今度、どこ登ろうかな?

山と山登りについての独り言

・南アルプス 塩見岳、蝙蝠岳

2009年09月26日 | 山登りの記録 2009
平成21年9月21日(月)
三伏山2,615m、本谷山2,658m、塩見岳(東峰)3,052m、北俣岳2,920m、蝙蝠岳2,864.7m

 昨年2回敗退した南アルプスの蝙蝠岳。南アルプスのど真ん中にあって、主稜線から離れ、スマートな孤高のピークを聳えている。昨年は、向かいの烏帽子・小河内岳や塩見岳の山頂から、かつて白峰三山や荒川三山から遠く眺めたその山は、しかしぼくの登山スタイルで登るのは極めて難しい山だ。

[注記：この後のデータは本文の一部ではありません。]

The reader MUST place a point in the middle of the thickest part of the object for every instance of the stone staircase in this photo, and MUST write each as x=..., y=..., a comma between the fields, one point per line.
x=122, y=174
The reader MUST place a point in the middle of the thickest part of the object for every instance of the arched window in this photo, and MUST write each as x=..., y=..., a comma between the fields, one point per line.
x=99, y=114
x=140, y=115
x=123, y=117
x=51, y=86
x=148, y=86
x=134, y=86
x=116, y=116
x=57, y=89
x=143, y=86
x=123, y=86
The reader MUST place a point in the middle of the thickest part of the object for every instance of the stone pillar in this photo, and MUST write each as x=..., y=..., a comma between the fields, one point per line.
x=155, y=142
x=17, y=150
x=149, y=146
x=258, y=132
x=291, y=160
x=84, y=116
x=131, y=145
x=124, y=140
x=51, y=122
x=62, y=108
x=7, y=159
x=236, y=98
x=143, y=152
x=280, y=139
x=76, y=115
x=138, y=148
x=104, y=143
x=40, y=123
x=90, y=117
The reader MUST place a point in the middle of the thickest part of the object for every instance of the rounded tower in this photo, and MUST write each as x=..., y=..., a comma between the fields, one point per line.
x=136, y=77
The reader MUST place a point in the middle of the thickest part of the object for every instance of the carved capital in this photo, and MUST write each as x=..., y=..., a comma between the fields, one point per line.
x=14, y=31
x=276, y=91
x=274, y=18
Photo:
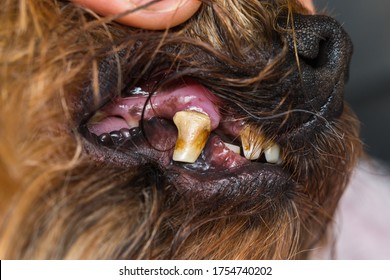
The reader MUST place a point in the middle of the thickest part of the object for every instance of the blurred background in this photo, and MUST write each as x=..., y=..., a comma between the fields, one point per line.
x=368, y=90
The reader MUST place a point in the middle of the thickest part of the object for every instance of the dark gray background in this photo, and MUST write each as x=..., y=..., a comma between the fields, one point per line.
x=368, y=90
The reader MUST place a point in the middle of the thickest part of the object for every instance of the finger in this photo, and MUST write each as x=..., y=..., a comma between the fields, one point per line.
x=308, y=4
x=159, y=15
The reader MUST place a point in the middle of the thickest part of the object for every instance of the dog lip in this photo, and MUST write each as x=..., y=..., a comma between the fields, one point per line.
x=253, y=179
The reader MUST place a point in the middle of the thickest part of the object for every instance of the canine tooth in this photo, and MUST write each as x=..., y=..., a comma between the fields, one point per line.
x=272, y=154
x=233, y=148
x=193, y=131
x=251, y=147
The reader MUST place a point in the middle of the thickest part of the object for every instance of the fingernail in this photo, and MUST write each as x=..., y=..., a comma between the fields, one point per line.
x=159, y=6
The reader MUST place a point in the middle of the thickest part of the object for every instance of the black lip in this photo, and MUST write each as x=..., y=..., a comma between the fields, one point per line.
x=254, y=180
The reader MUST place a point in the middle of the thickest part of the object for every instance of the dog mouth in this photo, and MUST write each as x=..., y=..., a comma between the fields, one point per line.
x=210, y=125
x=199, y=142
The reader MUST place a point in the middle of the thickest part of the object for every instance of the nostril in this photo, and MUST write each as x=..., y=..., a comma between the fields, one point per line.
x=320, y=41
x=323, y=50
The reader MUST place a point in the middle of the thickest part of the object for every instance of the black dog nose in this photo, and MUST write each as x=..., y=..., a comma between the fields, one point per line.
x=322, y=50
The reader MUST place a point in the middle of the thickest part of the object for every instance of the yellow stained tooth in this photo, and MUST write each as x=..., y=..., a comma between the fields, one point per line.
x=193, y=131
x=251, y=145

2泊で行けば簡単に登れてしまう山ではあるが、できれば昨年どうしても日帰りピストンにこだわった事を実現したい。特にどうして?と言うモノではないが…。一つには、テントなど重い荷物を背負って登る事は本意ではない(軽々と山を歩きたいのがモットーです)。あるいは、混んだ小屋に泊まるのがイヤという単純な理由もあるが、さすがに、『南アルプスの蝙蝠岳クラスに日帰り』というのは今の自分の限界を極めたいという自負もあった。まあ、2回も敗退した山だからこそ、やっぱり初志貫徹です。幸い今回は2日の日程なので、最悪ダメなら小屋に泊まれば良いから、そんなに早く歩く必要はない。長丁場だけに歩き続けるにはスローペースで疲れない歩きに徹することができる。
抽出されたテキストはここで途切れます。